Solo che, pare piuttosto evidente, un linguaggio che non ti fa entrare in contatto con l'altro é un po' una cosa del cazzo. Il protagonista, quello di cui leggiamo la storia, raccontata da lui ("Vorrei farti delle domande sui tuoi sintomi, sul sentiero che hai percorso verso il linguaggio, sulle scelte che hai affrontato". E questa parte, non so voi, mi mette particolarmente angoscia. Perché lo sto capendo? Perché riesce a comunicare con me? Cosa ho dovuto fare, prendere o perdere, per non venire distrutto dal linguaggio?) - comunque. Dicevamo. Il protagonista, a differenza di LeBov e Burke, ha necessità di comunicare. Di parlare. E con lui il mondo. Quando si diventa muti, si perdono le emozioni. L'impossibilità di esprimerle all'altro gli fa perdere qualsiasi senso: perché dovrei provare un'emozione se non posso condividerla? Il pensiero di un albero che cade nella foresta, se non ci sta nessuno a cui dirlo, l'ho veramente pensato? No. Manco per il cazzo. L'orrore di "L'alfabeto di fuoco" non sta tanto nel linguaggio, ma nella sua assenza, nell'abisso in cui precipita l'uomo quando non può comunicare.

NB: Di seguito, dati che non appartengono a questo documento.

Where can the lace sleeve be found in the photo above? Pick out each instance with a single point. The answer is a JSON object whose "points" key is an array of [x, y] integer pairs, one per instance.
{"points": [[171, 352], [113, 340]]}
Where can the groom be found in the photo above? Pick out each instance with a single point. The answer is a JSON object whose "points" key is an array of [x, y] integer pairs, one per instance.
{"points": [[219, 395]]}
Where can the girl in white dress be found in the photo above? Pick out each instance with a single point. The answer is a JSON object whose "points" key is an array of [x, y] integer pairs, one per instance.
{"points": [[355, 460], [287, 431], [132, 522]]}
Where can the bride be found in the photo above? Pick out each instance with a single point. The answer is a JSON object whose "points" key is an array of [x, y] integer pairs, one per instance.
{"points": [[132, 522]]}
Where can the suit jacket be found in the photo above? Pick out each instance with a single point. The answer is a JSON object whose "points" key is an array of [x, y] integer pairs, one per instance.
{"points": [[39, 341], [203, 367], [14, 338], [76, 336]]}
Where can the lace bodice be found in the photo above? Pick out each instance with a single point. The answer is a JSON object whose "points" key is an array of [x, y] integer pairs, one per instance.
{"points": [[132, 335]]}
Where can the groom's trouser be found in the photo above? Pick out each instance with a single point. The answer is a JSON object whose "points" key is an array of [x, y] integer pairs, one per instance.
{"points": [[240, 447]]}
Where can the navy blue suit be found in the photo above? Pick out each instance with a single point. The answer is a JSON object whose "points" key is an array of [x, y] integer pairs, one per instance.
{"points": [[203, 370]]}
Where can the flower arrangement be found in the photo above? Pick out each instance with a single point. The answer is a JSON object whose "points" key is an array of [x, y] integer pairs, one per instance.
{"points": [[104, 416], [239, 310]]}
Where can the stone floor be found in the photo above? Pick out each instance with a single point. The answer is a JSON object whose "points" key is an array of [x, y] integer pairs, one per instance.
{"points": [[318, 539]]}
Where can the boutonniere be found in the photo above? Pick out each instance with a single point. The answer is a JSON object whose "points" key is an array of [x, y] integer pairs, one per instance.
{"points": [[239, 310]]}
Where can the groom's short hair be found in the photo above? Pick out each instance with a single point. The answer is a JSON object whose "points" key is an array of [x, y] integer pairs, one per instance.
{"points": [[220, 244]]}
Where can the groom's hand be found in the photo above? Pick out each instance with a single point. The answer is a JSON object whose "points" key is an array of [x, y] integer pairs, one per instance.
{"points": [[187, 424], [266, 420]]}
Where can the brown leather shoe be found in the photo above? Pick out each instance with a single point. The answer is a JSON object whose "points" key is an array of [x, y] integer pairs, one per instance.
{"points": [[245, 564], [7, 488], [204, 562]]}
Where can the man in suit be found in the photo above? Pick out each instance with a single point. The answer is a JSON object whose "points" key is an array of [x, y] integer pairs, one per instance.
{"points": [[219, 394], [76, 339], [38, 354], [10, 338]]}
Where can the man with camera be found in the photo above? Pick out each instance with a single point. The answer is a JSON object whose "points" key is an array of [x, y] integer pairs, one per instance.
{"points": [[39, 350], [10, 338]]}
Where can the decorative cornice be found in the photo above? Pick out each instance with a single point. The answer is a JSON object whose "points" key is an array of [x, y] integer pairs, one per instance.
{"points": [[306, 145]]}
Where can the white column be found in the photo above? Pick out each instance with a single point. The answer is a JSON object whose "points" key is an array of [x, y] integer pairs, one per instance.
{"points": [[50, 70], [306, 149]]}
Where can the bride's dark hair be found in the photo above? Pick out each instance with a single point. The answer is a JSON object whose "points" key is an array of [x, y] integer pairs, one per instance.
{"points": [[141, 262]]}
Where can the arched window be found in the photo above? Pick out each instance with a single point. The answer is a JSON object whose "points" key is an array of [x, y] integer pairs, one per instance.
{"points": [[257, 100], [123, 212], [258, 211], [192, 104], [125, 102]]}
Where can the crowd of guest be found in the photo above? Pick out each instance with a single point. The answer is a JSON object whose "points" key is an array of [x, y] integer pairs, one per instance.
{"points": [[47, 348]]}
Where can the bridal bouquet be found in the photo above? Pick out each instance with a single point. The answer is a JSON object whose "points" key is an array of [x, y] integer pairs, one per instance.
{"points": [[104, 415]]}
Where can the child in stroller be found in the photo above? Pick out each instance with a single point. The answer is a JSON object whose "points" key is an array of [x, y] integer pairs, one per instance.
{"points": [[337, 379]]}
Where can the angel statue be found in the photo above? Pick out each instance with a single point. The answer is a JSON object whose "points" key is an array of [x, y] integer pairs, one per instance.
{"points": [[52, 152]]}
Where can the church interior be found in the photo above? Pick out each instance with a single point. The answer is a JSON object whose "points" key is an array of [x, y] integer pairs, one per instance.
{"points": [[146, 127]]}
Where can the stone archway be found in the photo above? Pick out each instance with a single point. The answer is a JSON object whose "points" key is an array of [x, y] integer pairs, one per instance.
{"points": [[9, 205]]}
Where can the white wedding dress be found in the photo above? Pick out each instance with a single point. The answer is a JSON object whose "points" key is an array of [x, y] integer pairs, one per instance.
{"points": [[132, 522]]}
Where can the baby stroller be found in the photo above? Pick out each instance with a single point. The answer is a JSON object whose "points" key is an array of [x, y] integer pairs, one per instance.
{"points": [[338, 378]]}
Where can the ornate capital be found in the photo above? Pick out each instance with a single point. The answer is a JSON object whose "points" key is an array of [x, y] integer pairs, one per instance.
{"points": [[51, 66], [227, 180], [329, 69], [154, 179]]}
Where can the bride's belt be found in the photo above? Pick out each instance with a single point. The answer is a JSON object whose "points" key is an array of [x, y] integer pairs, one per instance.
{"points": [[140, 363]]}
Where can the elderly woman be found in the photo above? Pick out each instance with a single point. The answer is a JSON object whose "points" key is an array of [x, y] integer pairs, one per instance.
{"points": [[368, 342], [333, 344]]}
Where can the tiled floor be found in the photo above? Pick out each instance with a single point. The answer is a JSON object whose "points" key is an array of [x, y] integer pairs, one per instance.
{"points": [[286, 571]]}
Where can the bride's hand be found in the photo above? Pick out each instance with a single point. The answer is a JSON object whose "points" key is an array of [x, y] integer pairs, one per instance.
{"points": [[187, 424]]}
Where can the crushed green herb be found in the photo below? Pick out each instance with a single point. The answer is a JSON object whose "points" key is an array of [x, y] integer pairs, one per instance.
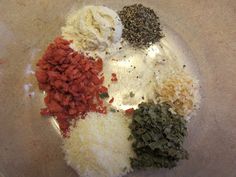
{"points": [[141, 25], [104, 95], [158, 137]]}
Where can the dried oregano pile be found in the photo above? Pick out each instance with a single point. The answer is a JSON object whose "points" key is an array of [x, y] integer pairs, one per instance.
{"points": [[141, 25], [157, 137]]}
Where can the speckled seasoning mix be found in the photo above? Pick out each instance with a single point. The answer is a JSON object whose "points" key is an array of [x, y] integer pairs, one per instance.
{"points": [[120, 96]]}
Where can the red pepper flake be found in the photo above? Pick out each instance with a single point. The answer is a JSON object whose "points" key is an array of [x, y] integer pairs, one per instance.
{"points": [[72, 82], [111, 100], [114, 77], [129, 111]]}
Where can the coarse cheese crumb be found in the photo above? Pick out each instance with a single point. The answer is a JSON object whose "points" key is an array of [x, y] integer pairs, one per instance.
{"points": [[98, 146], [181, 92]]}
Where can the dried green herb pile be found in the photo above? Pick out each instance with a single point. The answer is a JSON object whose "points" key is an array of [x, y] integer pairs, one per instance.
{"points": [[141, 25], [158, 137]]}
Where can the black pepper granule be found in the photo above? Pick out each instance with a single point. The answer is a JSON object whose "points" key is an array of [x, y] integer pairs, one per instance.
{"points": [[141, 25]]}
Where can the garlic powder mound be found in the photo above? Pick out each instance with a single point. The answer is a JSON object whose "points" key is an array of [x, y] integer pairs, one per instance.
{"points": [[98, 146]]}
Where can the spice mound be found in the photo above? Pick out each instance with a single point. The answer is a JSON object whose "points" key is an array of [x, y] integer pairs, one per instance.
{"points": [[72, 83], [141, 25], [93, 27], [158, 137], [98, 146], [180, 91]]}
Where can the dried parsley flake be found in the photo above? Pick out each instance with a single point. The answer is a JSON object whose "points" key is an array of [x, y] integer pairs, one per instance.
{"points": [[158, 137], [141, 25]]}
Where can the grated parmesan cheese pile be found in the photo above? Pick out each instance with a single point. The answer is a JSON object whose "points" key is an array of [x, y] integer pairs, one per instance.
{"points": [[180, 91], [98, 146]]}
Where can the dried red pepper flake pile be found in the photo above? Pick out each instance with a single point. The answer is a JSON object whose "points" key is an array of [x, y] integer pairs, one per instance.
{"points": [[72, 82]]}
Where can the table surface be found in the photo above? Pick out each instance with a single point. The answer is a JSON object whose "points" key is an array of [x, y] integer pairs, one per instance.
{"points": [[30, 147]]}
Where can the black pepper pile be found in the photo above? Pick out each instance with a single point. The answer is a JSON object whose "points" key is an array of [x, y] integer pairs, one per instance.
{"points": [[141, 25]]}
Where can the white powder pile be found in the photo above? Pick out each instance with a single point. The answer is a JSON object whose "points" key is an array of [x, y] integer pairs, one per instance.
{"points": [[98, 146]]}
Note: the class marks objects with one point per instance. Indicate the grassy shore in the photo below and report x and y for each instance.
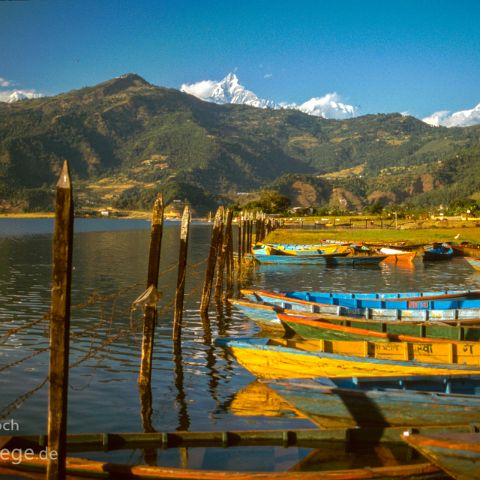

Ma se possibile, il livello di orrore é anche maggiore. Si diceva che il linguaggio é pericoloso ancor prima di essere letale. Non é una sorpresa, no? É tramite il linguaggio, tramite la comunicazione, che noi entriamo in contatto con l'altro. Siamo alla sua mercé. L'altro ci può manipolare (LeBov) o ferire. Ma tanto pure, eh. E non perché ci odia o che, ma perché magari é semplicemente la nostra figlia adolescente. "L'alfabeto di fuoco" é un romanzo sulla comunicazione, sulla nostra necessità di entrare in contatto con l'altro, ma é anche un romanzo su quanto questo sia doloroso, straziante, mai pacifico. Sia perché comunque é doloroso e violento (il linguaggio in Marcus é materico. Letteralmente. Le parole sembrano uscite da un film di Cronenberg, sono fatte di carne e peli, si gonfiano e si seccano), sia perché l'altro ci può rifiutare. La figlia che prende e se ne va. E di nuovo, non é cattiveria, é che comunque le persone se ne vanno, anche perché crescono e le figlie hanno una vita lontano dai padri. "Fare il padre da soli é problematico [...] É difficile fare il padre senza un figlio. Come si può fare il padre, se il figlio non c'é piú, ma il padre non ha ancora finito la sua opera, ha ancora degli slanci paterni da esprimere, non avendolo potuto fare a sufficienza quando aveva il figlio sottomano?"

Jun 15, 2018, 7:08 PM

una noia micidiale. mi è sembrata una grande e pretenziosa metafora del rapporto sadomasochistico tra certi genitori e i loro figli, ma dio mio, 300 pagine e tante cervellotiche complicazioni di carattere medico ed elettrico! cito da pagina 111: "language happens to be a toxin we are very good at producing, but not so good at absorbing". ecco, marcus ha prodotto linguaggio in sovrabbondanza e io, nell'assorbirlo, mi sono sentita intossicata.